In what way? How does IT do anything without the context of business? I don't even know what that would mean. There is business without IT, of course. But IT is an aspect of business. Outside of a business context, there is nothing like IT.
-
In my thinking the scenario is:
You just need paper to write on. You can either use the paper you get at Staples that many other people use and is fine, or the special paper that your paper manufacturer is recommending.
Apparently the "better" paper lasts longer, doesn't tear as easily, but you've been in business for 20 years using regular paper, so you think you'll be OK.
-
@scottalanmiller said:
@art_of_shred said:
@scottalanmiller said:
There really is no IT without business (e.g. owner) perspective. The two are one and the same.
Strongly disagree.
In what way? How does IT do anything without the context of business? I don't even know what that would mean. There is business without IT, of course. But IT is an aspect of business. Outside of a business context, there is nothing like IT.

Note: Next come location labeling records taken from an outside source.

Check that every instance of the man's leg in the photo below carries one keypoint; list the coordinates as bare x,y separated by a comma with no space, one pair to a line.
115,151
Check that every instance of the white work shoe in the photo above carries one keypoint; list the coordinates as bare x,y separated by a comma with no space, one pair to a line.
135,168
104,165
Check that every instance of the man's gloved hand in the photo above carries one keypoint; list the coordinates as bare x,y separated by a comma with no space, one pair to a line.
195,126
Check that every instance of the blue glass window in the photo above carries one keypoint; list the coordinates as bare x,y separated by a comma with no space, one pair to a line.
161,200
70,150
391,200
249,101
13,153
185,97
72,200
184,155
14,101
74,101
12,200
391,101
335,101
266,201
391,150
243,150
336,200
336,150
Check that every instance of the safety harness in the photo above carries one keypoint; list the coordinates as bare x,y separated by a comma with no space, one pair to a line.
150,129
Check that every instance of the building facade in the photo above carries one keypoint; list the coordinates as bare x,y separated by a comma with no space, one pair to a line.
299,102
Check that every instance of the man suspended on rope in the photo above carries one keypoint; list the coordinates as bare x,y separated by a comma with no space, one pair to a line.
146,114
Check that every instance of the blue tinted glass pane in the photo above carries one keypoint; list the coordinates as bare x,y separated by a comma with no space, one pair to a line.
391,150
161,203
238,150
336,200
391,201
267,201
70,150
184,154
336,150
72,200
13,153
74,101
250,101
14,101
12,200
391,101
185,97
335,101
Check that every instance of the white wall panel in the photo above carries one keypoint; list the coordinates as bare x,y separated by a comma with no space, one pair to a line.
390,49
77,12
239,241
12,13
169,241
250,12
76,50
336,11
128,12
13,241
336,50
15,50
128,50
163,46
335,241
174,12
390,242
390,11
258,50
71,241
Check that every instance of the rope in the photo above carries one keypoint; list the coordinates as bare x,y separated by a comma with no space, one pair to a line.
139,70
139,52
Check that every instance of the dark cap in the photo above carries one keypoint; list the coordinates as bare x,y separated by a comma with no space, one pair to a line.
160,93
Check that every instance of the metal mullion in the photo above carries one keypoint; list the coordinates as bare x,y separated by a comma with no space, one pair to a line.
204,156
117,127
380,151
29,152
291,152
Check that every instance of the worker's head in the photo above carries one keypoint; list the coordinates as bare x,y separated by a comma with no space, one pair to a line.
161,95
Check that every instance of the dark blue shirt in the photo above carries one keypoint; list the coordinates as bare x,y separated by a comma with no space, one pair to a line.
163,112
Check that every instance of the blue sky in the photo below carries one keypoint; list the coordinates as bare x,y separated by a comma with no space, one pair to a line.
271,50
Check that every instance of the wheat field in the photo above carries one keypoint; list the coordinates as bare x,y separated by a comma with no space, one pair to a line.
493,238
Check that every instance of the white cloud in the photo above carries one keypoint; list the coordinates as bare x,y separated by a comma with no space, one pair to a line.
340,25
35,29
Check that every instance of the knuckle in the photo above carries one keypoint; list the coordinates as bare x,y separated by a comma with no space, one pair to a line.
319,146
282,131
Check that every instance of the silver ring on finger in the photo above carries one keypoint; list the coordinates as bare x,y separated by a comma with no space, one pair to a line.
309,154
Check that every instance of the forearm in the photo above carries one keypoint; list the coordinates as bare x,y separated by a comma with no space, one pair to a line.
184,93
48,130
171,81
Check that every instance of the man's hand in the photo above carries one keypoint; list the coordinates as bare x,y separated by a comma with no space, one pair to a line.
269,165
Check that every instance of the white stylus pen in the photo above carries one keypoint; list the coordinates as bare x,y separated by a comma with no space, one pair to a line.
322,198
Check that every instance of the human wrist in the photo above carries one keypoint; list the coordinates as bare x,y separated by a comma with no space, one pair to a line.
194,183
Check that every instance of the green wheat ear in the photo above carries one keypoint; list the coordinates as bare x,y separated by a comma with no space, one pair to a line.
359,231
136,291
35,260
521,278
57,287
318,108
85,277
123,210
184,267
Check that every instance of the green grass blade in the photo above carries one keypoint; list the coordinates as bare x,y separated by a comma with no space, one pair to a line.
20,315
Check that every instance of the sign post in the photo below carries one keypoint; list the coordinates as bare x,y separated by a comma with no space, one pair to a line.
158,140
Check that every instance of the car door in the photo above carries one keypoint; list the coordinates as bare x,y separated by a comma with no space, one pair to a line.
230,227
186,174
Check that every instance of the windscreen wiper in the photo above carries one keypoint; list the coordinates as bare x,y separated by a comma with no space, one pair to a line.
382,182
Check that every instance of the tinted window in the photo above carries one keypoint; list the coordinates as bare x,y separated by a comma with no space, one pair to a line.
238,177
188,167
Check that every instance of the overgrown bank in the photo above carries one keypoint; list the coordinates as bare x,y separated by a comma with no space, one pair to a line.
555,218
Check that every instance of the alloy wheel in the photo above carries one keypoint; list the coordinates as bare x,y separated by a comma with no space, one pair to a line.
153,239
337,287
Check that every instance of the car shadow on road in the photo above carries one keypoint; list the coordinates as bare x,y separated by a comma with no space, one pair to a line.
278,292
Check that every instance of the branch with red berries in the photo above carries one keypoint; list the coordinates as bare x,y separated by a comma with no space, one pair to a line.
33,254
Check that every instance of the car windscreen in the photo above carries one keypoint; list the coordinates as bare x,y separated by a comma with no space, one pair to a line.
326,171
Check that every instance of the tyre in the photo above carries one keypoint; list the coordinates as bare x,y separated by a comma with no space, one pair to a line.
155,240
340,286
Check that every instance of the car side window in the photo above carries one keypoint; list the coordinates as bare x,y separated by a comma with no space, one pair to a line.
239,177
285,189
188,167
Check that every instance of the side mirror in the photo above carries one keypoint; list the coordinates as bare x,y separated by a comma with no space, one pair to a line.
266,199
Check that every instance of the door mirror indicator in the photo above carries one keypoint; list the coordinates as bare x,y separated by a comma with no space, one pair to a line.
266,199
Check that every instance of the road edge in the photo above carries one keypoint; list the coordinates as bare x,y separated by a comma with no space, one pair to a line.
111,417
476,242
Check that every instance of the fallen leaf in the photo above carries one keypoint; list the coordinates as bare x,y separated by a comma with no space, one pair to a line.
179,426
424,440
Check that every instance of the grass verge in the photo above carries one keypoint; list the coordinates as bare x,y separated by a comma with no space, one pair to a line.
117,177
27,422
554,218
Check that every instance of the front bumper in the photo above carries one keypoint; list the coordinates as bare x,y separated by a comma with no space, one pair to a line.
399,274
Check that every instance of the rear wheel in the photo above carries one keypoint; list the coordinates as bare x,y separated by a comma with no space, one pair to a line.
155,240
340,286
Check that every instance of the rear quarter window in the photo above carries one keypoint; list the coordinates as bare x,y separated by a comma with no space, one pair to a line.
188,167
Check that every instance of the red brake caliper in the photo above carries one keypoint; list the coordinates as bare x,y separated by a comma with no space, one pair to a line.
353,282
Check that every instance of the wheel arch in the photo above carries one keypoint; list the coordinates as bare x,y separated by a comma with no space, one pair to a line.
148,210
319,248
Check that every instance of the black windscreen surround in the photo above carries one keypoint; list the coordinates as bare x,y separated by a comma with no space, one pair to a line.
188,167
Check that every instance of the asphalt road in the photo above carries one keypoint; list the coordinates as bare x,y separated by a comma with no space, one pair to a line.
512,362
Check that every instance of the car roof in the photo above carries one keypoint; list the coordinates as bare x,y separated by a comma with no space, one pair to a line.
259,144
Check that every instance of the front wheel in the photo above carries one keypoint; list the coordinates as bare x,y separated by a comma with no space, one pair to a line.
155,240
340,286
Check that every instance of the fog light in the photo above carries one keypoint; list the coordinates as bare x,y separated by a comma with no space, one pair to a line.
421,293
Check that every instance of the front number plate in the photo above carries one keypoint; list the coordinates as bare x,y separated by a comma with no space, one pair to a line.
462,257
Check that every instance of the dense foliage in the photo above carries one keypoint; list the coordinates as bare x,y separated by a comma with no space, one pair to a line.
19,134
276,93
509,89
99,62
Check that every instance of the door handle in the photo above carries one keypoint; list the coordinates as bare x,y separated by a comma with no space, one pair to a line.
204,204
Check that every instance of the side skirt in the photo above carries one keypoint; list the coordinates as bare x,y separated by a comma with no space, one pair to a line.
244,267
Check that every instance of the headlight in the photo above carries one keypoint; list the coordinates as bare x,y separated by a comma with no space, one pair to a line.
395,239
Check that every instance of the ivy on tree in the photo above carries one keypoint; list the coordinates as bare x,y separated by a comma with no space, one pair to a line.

What you are in essence saying is that IT is as important to the owner as the business is to IT. It may be true on paper, within a certain frame of reference, but I have hardly ever experienced a situation where the owner treated IT as something of influence. To the average business owner, IT is a necessary evil (complete overhead). The fact that you assess it completely from the other side shows a "how it looks from the IT side" perspective.
-
@BRRABill said:
Apparently the "better" paper lasts longer, doesn't tear as easily, but you've been in business for 20 years using regular paper, so you think you'll be OK.
That's fine, I agree. I'm not saying that there aren't reasons why businesses make bad decisions. They don't know any better, they don't take the time to reconsider buying decisions even at the time of buying, they lack the advisement, they don't have a good understanding of risk, they feel that they are too busy to address decision making, accident, etc.
But it is super critical that we understand the difference between knowing when a bad or potentially bad decision is made and when we are excusing bad decision making and when we are excusing bad decisions. No matter how much it makes sense that someone makes a bad decision does not mean that the decision is good, only that there is excuse for it (good or bad.)
-
@art_of_shred said:
What you are in essence saying is that IT is as important to the owner as the business is to IT.
Not at all, I'm saying that IT is an artefact of business and there is no IT without business. There cannot conceptually be an "IT decision that doesn't account for the business needs" - because the one and only context for IT decisions is the business.
The idea of "IT in a vacuum ignoring business needs", I am arguing, isn't IT at all. But rather just some other thing like "computer operations." IT, by definition, is a business function, IMHO. That's one of the reasons why things like Geek Squad are not IT - they have no business context, they work on computers for computers' sake. But in IT we work on computers for the business' sake.
-
@art_of_shred said:
The fact that you assess it completely from the other side shows a "how it looks from the IT side" perspective.
What IT perspective am I bringing at all? It's purely a business discussion. It's only because we are talking about an application that the aspect of the business happens to be IT. But the ideas of functionality, risk, cost, profit, efficiency are purely business ones and not IT ones.